Why Do Kids Get Sick So Much?

This is the million dollar question for every new mom because kids get sick all the time. I mean ALL the time.  Here’s the thing – they’re designed to get sick all the time and the best news of all is that getting sick is actually the healthiest thing a growing immune system can do. Getting sick is how your kiddos immune system learns about the threats that are in the world as well as learns how to strengthen their own defenses. The human immune system is truly remarkable and the more opportunity it has to learn (which is getting sick), especially in the early years – the healthier it will be in the later years.

Kids Get Sick Because Kids Are Designed to Get Everything

Did you ever wonder why kids put EVERYTHING into their mouths?  Part of it is a deliberate system that is designed to get as much bacteria into them as possible.  Literally they are designed to pick up more bacteria to help them strengthen the flora in their gut, which is the protective bacteria, and also to help them gain exposure to pathogens so that their immune system can learn from them. Instinctive behaviors, like this one, always have an evolutionary advantage or they would have faded away with the generations. Clearly that isn’t happening because your kiddos put just as much stuff in their mouths as your great-grandparents kiddos did.  A great article by the NY Times said:

Since all instinctive behaviors have an evolutionary advantage or they would not have been retained for millions of years, chances are that this one too has helped us survive as a species. And, indeed, accumulating evidence strongly suggests that eating dirt is good for you.

“What a child is doing when he puts things in his mouth is allowing his immune response to explore his environment,” Mary Ruebush, a microbiology and immunology instructor, wrote in her new book, “Why Dirt Is Good” (Kaplan). “Not only does this allow for ‘practice’ of immune responses, which will be necessary for protection, but it also plays a critical role in teaching the immature immune response what is best ignored.”

Kids get sick - that's not usually a bad thing. Thanks to Badobadop at wikimedia commons for the image.

Kids get sick – that’s not usually a bad thing. Thanks to Badobadop at wikimedia commons for the image.

So How Much Sickness is Normal?

The average for kiddos who are in school or daycare is six to eight upper respiratory tract infections and two or three gastrointestinal upsets. As a parent, that is likely to feel like your kid is sick near-constantly and clearly that must be abnormal.  The reality is that they are doing exactly what they’re designed to do.

How Does This Help Their Immune System?

You have two different types of immunity. One is called innate immunity – this is the type that you’re born with. It doesn’t really need to learn from the outside world, it gives you protection from day one. This comes largely from your genetics and has the blanket program of attacking pretty much anything foreign but it isn’t good at mounting a quick response against particular invaders – that is up to the other system.  The other type of immunity is acquired immunity.
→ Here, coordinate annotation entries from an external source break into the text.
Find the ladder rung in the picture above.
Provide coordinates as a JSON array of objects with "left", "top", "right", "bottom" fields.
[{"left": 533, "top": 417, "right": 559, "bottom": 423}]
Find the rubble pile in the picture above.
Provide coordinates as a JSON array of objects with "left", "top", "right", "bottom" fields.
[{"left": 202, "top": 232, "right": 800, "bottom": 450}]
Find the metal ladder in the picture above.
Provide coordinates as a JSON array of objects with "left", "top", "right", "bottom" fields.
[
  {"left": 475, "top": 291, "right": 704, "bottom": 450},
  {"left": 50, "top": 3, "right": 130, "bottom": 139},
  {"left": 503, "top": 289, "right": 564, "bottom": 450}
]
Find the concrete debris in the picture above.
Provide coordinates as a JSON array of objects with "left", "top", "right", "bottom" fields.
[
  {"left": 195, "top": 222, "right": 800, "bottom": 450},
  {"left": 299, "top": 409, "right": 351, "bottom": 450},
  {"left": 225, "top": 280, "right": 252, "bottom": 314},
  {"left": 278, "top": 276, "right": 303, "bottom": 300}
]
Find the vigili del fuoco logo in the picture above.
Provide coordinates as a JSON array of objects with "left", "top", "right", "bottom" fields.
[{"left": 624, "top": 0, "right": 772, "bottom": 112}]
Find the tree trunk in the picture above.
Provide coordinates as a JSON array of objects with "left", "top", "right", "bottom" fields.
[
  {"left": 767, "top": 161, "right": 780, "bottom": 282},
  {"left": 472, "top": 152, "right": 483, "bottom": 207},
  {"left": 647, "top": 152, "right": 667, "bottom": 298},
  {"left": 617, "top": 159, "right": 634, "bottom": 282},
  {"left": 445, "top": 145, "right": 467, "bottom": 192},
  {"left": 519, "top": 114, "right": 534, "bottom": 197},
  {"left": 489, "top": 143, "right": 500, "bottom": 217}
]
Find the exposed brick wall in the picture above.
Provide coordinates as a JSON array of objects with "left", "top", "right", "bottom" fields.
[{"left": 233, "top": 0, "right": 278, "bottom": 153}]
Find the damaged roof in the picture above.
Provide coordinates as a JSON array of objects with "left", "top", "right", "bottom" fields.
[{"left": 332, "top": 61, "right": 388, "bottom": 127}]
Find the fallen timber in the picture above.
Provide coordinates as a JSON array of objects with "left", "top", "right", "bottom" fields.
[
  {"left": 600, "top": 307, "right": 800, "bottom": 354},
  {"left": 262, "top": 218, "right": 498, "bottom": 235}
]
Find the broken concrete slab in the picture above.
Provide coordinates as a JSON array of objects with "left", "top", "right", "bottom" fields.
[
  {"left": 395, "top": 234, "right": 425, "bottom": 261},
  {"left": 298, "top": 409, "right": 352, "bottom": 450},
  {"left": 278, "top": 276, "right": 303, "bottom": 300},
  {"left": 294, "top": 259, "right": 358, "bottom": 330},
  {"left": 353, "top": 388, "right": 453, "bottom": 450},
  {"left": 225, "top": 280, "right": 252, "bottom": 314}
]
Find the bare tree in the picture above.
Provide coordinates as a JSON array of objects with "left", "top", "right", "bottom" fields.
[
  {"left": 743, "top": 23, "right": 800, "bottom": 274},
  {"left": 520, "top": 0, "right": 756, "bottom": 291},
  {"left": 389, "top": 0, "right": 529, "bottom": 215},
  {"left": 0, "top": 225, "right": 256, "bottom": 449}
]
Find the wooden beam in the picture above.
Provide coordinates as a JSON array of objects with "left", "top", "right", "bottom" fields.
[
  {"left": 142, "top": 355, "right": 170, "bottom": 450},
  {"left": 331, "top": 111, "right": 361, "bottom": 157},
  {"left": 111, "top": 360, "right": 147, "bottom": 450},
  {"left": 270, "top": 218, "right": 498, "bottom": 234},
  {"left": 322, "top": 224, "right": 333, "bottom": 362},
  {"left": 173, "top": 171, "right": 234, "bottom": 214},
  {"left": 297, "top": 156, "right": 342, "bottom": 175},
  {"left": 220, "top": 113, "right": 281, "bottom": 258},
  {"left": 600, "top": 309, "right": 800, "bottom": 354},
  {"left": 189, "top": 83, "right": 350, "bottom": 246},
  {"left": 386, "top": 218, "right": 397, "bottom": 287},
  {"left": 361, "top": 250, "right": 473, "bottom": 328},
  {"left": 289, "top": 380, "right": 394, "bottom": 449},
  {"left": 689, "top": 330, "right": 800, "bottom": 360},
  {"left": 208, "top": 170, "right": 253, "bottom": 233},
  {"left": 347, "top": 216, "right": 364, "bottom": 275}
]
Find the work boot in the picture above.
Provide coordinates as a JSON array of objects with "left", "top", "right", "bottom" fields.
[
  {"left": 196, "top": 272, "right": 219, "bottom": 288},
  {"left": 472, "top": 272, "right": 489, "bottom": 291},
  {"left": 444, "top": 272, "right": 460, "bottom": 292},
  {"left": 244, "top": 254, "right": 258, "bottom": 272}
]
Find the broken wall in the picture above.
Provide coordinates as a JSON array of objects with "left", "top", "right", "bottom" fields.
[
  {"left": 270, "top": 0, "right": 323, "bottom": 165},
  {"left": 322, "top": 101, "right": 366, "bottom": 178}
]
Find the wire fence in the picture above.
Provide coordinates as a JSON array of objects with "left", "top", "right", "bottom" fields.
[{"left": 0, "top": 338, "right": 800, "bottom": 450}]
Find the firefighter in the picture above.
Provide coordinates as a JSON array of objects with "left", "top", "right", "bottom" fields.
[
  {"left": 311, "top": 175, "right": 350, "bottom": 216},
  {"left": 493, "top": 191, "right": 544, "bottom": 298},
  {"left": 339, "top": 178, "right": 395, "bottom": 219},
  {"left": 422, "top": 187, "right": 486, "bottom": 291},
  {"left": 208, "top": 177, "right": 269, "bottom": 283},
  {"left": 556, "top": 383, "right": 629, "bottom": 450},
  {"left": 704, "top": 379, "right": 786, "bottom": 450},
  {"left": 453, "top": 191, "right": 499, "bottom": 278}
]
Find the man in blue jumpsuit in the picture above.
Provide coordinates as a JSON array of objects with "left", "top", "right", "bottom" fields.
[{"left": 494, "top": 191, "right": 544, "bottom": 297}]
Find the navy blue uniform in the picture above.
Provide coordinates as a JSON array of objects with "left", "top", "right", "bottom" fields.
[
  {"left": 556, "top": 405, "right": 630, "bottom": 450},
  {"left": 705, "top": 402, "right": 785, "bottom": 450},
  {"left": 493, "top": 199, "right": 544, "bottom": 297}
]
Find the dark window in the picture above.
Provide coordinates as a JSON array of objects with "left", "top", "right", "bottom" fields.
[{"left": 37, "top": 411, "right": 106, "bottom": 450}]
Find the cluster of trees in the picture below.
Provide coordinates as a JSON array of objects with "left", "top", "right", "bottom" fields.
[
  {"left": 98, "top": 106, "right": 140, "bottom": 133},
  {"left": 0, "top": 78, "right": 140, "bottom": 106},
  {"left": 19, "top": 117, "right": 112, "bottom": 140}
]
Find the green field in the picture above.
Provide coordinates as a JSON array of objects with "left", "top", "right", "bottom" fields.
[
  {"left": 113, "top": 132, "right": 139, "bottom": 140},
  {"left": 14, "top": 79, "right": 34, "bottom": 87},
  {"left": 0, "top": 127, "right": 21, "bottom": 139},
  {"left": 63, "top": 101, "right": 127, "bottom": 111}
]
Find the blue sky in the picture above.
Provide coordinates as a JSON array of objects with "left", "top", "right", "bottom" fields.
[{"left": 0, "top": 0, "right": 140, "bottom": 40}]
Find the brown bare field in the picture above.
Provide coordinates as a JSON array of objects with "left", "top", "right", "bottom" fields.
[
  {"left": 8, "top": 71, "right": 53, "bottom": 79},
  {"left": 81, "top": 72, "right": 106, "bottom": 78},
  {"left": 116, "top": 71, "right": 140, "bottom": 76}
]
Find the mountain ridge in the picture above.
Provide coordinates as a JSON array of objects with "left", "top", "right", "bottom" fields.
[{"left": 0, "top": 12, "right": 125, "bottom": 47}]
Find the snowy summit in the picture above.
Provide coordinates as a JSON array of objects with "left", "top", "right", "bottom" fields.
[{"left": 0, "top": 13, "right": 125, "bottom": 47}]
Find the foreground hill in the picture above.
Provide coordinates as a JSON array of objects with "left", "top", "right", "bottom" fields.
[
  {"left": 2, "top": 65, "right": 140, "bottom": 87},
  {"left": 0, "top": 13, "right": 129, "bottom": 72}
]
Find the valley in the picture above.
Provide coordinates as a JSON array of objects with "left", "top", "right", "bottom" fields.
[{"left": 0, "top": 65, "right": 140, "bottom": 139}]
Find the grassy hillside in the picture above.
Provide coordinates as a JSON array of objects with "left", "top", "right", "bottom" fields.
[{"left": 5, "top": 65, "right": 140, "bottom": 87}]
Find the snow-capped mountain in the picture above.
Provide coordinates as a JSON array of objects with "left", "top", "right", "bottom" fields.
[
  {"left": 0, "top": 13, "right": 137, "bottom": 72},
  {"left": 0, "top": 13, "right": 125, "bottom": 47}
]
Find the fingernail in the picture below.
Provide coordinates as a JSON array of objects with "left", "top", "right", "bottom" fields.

This is what your kiddo (and you) are strengthening every time you get sick.  These are your specific defenses and this is the reason why vaccines or previous illness usually protect you from getting sick with that same thing again.  So, acquired immunity means if you get the chicken pox as a child, you won’t also get it as an adult unless something goes wrong somewhere because you have acquired immunity to it.  So essentially every time your kiddo gets a virus or bacteria they are protecting themselves from that virus or bacteria in the future and strengthening their defenses.



A University of Arizona study published in 2002 showed that children between 6-11 years old who had previously been in daycare or preschool were less likely to get sick than those who were cared for exclusively at home.  Of course, the trade off was that they probably got sick more while they were in daycare. Also there is strong evidence that having some natural childhood illnesses like measles and mumps protects from diseases later in life, including cancer.

Well-managed natural infectious diseases are beneficial for children.

When infectious diseases of childhood are not mismanaged by the administration of antibiotics, or by suppressing fever, the diseases prime and mature the immune system and also represent developmental milestones.

Having measles not only results in life-long specific immunity to measles, but also in life-long non-specific immunity to degenerative diseases of bone and cartilage, sebaceous skin diseases, immunoreactive diseases and certain tumours as demonstrated by Ronne (1985). Having mumps protects against ovarian cancer (West 1969).

The bottom line is that kids get sick because they’re supposed to get sick. They really are supposed to put everything in their mouths. They’re supposed to have exposure to all kinds of germs and bacteria and viruses.  Kids who get sick more as toddlers are less likely to get sick down the road and we’re just learning that the protection extends to diseases unrelated to the initial exposure. So if your kiddo is home sick again? Good for them.